Onun sol tarafına geçtiğimde bir şey söylemedi ve yürümeye devam etti. Küçük bedeni nedense şimdi devasa gibi görünüyordu gözüme, buradaki her şeyi kolayca yok edebilecek tek insan o gibiydi. Adımları tok sesler çıkarıyor, yapmıyor olsa bile kafama vuruyormuş gibi hissetmemi sağlıyordu. Daha ilk anda onu koruyamayı başaramayan, sözümü kimseye geçiremeyen ve bunu yaparken oldukça küçük bir duruma düşen neden ben olmuştum?  Diğer oda kapılarına benzemeyen ve önünde bir korumanın durduğu kral dairesine doğru yürürken orta yaşlı adam tekrar konuşmaya başladı.

''Bay Oh bulunduğu otelin konumunun gizli tutulmasını rica ediyor umarım onu anlayışla karşılarsınız.''

İki kanatlı geniş kapı açıldığında Baekhyun onaylarcasına başını salladı ve doğruca içeri yürüdü.

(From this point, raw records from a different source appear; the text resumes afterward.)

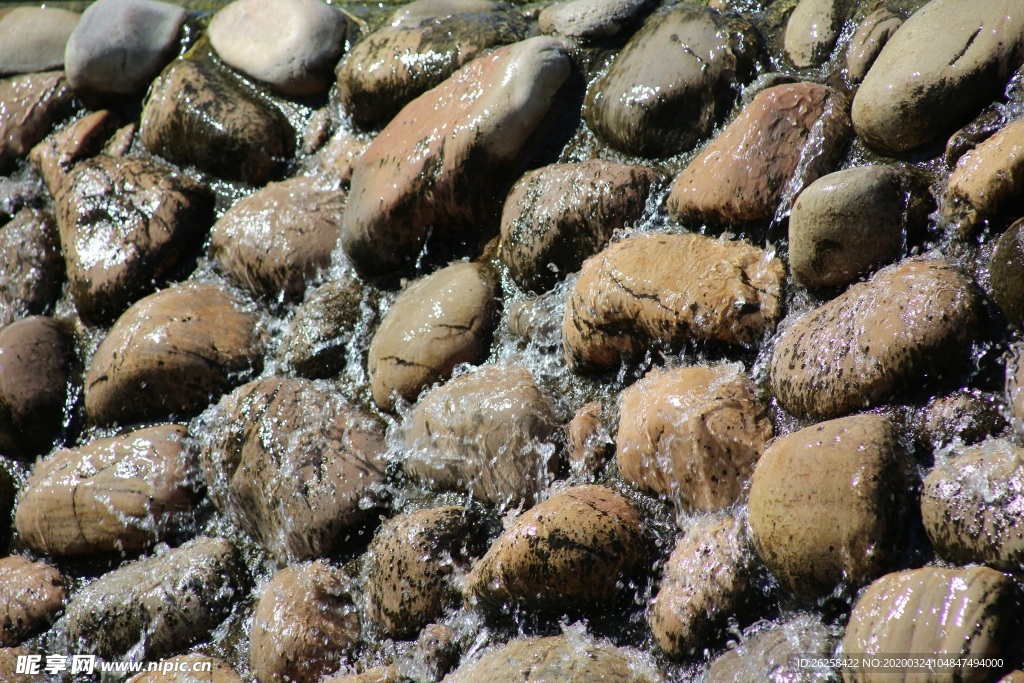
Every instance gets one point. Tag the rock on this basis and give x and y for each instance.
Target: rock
(292, 46)
(812, 31)
(276, 239)
(171, 353)
(556, 659)
(846, 223)
(441, 321)
(973, 506)
(969, 612)
(987, 182)
(491, 432)
(126, 226)
(825, 505)
(578, 553)
(854, 351)
(36, 354)
(592, 19)
(317, 339)
(31, 596)
(120, 45)
(785, 138)
(673, 82)
(921, 88)
(412, 564)
(197, 115)
(669, 289)
(692, 434)
(33, 39)
(872, 34)
(418, 50)
(121, 494)
(31, 265)
(156, 605)
(292, 462)
(710, 580)
(558, 215)
(305, 625)
(32, 104)
(450, 153)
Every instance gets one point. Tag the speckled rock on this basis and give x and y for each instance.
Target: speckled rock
(126, 225)
(417, 50)
(710, 580)
(32, 104)
(198, 115)
(558, 215)
(920, 88)
(32, 594)
(292, 45)
(444, 159)
(31, 265)
(291, 461)
(872, 34)
(846, 223)
(491, 432)
(412, 564)
(121, 494)
(826, 504)
(692, 434)
(34, 38)
(852, 352)
(120, 45)
(305, 625)
(973, 505)
(36, 354)
(669, 289)
(784, 139)
(279, 238)
(580, 552)
(968, 612)
(673, 82)
(439, 322)
(157, 605)
(171, 353)
(987, 182)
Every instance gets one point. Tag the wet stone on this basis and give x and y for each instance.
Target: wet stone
(157, 605)
(292, 45)
(121, 494)
(32, 594)
(198, 115)
(826, 505)
(692, 434)
(441, 321)
(37, 356)
(786, 137)
(669, 289)
(274, 241)
(412, 566)
(579, 553)
(557, 216)
(171, 353)
(126, 225)
(31, 265)
(293, 463)
(673, 82)
(852, 352)
(305, 625)
(491, 432)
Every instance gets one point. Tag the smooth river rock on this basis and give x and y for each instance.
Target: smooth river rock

Başlıyoruz, diye geçirdim içimden. Yüksek tavan, ihtişamlı görseller, pahalı içkiler... Ardımda duyduğum ses ile bakışlarımı açık renkli koltuklardan çektiğimde birkaç adım uzağımda duran ve alışık olduğum tavırların dışında gülümseyerek bizi selamlayan genç bayanı tepeden tırnağa süzmeye başladım. Ellerinin arasında olan dosya hafifçe göğsüne dokunuyordu, orada olan belgeler her ne ise bize göstermek istemiyormuş gibi iki eliyle sıkıca tutuyordu. Üzerinde silah ya da kesici bir alet olmadığını anlamam için onu soymama gerek yoktu, bakışları nazik ve bulunduğu duruma alışkın olduğunu açıkça belli ediyordu. 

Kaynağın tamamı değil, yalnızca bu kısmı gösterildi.